1. its not the most important test to be done when putting out a part of this nature and not one that the average consumer cares about
2. i don't own a mazdaspeed3 and our sponsored client doesn't want any of the current systems on his car. we will be putting one our mazdaspeed6 with the XEDE at some point down the road.
if we go by this logic, we would need a graph for manifold plus XEDE, manifold plus CP-e standback, manifold plus ProCEDE, manifold plus Accessport..... because you are going to get people who will use one system and not the other and invalidate the results that way. at some point you have to draw the line and say "this is what the part does for your car." to even say "tuning for the manifold" really doesn't mean squat, honestly. are you tuning for what, the better exhaust flow, the faster spooling turbo, etc? these are things the factory ECU can easily learn within a drive cycle, and we've seen that on tru-boost's car. the gains you get from tuning are more than likely going to be just that - gains you get from tuning. its easily possible to take a totally stock vehicle, slap a piggyback on it and get 40 more horsepower on the car. XEDE does it for the ms3, Accessports do it for Subarus, etc etc. Its a no brainer to say that having a manifold and tune on the car is going to give you a gain. lets not forgot, how we tune the car isn't going to be identical or perhaps even close to how someone else tunes the car. so unless we're the only company selling that map for that unit with that manifold, that tuned result won't be anything to anyone other than web forum eye candy.

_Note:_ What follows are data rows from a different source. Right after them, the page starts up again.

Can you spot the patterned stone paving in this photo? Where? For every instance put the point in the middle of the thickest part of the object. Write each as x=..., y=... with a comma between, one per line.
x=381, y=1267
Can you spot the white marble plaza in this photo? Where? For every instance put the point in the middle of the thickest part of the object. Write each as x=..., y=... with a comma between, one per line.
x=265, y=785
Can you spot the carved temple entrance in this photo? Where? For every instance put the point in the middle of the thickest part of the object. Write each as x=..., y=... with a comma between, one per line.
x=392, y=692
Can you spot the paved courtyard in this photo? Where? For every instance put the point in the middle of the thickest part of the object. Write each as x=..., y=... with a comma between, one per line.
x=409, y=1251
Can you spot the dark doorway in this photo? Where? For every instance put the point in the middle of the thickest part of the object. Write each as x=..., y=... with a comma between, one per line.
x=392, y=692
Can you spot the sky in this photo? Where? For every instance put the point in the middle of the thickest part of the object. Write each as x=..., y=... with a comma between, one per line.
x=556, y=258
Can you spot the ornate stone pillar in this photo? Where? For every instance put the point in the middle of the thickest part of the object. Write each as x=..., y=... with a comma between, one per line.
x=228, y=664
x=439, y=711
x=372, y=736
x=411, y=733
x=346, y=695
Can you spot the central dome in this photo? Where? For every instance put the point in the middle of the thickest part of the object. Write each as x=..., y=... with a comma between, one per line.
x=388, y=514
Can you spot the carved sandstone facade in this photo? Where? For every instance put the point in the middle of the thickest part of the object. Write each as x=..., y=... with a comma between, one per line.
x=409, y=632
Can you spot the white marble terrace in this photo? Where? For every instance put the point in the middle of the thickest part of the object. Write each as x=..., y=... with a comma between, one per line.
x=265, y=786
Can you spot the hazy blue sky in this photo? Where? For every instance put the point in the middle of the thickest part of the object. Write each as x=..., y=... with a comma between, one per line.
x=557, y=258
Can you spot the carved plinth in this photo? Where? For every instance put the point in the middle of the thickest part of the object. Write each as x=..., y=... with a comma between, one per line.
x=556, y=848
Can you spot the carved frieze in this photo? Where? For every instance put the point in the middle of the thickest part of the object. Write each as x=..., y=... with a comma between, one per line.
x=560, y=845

ok now this is ridiculous. you buy a part and blow up your car, its on you. end of story. you go buy a part from JEGS, pop your engine and tell them you are going to sue them. if you did, they'd probably hang up. its not going to be any different with me. what you do with your car is your responsibility. just like when you mod your car, blow it up and expect the magical mazda warranty to swoop down and take care of you. not going to happen. if i personally put something on your car wrong and caused it to blow up, maybe you'd have a wooden leg to stand on. maybe.
you don't need a piggyback or tuning solution for a cold air intake, a bypass valve, an exhaust system, spark plugs, down pipe, test pipe. an exhaust manifold is no different. if you needed a tuning solution for an intake or exhaust, mazda wouldn't be selling them at dealerships. its not a fragile paradigm of automotive shenanigans going on under the hood. this isn't the day or carburetors where you need to re-jet and reset them for every bolt on part. there is a reason ECUs can learn from the sensor input and are mapped the way they are. when you have a car being sold in several different climates, regions, altitudes, et al the system is going to be able to adapt for those vehicle running conditions. leaner, richer, etc the ECU is setup within a broad range to adapt to them and run perfectly fine without human intervention. i saw your argument with haltech about tuning in some other thread before it got ugly.
this is not to say you will not get the best results without tuning. you absolutely, with the right guy at the keyboard, get the best results with tuning. but your vehicle is not going to blow up from the aforementioned bolt ons and thats simple fact based in knowledge of how these cars operate, how the ECUs operate, and two plus years of these engines on the market being modded in three different platforms.